Miskimins W K, Roberts M P, McClelland A, Ruddle F H
Proc Natl Acad Sci U S A. 1985 Oct;82(20):6741-4. doi: 10.1073/pnas.82.20.6741.
We describe a procedure for detecting high-affinity, sequence-specific DNA-binding proteins from crude nuclear extracts. The technique utilizes electrophoretic transfer of NaDodSO4/PAGE-fractionated proteins onto nitrocellulose filters. Incubation of the filters with a 5% (wt/vol) solution of nonfat dry milk effectively blocks nonspecific and low-affinity DNA-binding sites. Incubation of the blocked filters with radiolabeled DNA under optimal binding conditions and subsequent autoradiography reveals high-affinity DNA-protein interactions. We have used this procedure to identify proteins that bind specifically to the promoter region of the transferrin receptor gene.

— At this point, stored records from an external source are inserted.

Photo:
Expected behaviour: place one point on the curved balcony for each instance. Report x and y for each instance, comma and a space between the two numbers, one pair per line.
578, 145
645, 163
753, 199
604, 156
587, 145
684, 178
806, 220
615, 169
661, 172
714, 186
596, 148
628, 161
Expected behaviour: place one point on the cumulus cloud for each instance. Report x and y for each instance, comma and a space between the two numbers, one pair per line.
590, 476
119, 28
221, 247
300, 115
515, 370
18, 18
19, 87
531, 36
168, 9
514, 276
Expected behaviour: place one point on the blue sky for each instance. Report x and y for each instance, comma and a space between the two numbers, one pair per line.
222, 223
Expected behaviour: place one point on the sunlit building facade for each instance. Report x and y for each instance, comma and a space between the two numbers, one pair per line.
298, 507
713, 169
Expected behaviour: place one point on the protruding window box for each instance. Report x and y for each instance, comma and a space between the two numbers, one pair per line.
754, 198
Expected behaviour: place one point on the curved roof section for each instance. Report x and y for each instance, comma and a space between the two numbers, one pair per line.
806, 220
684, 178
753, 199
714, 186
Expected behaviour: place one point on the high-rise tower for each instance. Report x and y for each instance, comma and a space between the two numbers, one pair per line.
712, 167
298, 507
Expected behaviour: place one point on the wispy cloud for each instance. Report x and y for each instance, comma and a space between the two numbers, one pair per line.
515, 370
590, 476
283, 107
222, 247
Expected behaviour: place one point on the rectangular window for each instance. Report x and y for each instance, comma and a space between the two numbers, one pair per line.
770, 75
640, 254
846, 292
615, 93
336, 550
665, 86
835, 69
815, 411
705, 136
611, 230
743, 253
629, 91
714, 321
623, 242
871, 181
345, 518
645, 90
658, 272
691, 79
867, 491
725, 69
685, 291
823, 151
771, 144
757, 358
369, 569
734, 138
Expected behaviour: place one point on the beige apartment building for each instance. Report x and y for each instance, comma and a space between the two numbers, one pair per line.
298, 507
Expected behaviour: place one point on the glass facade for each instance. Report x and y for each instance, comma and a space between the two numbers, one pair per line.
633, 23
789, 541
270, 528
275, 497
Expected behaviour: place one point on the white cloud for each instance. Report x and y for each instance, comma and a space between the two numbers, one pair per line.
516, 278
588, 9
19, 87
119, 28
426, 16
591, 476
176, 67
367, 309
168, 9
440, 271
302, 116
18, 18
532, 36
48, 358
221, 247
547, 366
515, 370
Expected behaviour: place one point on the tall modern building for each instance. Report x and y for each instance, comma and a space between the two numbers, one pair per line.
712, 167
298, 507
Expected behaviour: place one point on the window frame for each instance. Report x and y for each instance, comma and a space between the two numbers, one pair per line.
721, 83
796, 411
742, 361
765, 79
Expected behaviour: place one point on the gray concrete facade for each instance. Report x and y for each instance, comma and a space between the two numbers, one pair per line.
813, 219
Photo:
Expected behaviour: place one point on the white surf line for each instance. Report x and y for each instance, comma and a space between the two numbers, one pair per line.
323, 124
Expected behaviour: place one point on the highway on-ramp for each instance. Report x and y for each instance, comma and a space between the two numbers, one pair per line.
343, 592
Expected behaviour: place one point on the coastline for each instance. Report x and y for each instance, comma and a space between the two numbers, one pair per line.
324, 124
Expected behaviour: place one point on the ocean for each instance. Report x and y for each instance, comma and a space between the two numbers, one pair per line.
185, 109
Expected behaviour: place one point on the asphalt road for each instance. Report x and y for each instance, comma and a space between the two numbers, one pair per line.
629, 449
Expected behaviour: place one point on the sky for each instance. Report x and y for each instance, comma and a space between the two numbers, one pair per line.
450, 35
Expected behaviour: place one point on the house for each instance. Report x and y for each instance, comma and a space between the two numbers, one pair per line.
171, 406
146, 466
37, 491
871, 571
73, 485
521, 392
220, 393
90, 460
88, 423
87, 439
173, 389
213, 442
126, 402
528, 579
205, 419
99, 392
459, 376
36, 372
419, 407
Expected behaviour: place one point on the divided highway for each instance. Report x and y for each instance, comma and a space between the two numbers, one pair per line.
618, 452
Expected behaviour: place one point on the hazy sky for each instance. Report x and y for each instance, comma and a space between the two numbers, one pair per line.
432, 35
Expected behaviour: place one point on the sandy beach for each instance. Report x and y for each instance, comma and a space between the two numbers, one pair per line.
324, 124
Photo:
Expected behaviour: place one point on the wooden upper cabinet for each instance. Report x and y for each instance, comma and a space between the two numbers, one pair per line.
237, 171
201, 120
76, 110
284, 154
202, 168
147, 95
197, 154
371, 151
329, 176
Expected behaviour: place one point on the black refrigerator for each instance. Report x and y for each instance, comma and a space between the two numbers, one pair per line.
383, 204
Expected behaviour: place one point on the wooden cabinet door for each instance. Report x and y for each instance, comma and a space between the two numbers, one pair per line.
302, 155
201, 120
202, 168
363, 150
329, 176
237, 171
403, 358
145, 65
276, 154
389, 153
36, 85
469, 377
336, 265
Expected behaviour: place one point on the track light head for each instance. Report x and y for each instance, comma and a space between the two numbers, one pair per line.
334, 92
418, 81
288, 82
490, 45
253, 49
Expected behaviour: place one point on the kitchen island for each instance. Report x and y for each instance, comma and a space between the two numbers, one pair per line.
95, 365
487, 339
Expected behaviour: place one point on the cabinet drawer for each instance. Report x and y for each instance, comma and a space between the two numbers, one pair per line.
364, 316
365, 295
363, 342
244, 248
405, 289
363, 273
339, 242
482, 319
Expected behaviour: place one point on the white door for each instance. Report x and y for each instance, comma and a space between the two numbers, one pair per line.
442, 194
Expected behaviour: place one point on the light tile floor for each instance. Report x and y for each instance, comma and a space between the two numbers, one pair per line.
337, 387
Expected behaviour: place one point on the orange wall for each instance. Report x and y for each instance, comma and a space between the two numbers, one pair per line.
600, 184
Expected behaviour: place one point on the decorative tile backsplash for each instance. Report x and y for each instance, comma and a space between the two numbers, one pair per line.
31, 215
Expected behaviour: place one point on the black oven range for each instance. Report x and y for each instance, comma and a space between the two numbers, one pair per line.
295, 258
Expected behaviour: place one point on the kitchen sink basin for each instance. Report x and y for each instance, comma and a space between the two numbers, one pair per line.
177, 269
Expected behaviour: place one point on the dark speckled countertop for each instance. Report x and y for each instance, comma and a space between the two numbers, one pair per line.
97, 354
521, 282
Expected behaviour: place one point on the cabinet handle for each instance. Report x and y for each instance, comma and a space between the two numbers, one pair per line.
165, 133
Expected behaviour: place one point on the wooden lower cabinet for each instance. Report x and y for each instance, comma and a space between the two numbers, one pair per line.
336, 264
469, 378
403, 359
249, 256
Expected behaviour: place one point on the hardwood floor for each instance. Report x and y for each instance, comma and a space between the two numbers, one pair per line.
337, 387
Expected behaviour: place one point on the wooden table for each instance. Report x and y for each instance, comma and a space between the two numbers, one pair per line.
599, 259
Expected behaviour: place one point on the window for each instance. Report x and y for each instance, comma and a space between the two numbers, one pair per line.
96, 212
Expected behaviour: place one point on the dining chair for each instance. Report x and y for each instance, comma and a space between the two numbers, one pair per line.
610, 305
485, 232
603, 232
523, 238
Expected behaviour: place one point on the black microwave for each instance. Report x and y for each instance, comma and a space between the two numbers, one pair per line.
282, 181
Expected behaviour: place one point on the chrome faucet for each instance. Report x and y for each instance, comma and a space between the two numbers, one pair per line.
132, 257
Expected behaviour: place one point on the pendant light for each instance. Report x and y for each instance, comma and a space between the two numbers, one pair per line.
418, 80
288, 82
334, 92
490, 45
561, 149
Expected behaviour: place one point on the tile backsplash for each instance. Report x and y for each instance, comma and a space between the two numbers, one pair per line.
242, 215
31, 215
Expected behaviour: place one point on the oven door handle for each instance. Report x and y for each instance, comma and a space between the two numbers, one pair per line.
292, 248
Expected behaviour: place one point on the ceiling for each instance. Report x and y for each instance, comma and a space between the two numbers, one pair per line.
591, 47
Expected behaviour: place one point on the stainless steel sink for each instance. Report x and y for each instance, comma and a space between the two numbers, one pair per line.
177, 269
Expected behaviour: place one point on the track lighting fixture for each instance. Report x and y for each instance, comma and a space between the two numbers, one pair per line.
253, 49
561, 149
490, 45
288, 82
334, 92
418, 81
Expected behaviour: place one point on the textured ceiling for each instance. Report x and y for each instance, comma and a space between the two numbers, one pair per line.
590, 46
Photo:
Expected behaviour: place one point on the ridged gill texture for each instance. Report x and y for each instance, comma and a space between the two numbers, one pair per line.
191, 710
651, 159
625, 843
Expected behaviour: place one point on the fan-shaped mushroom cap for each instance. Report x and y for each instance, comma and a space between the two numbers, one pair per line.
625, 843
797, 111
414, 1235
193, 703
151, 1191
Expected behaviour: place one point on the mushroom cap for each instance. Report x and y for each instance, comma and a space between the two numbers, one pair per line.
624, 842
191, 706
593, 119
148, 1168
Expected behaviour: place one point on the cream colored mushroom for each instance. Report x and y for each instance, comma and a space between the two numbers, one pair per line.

我们描述了一种从粗核提取物中检测高亲和力、序列特异性DNA结合蛋白的方法。该技术利用将经十二烷基硫酸钠/聚丙烯酰胺凝胶电泳(NaDodSO4/PAGE)分离的蛋白质电泳转移到硝酸纤维素滤膜上。用5%(重量/体积)脱脂奶粉溶液孵育滤膜可有效封闭非特异性和低亲和力DNA结合位点。在最佳结合条件下,用放射性标记的DNA孵育封闭后的滤膜,随后进行放射自显影,可揭示高亲和力DNA-蛋白质相互作用。我们已使用该方法鉴定了与转铁蛋白受体基因启动子区域特异性结合的蛋白质。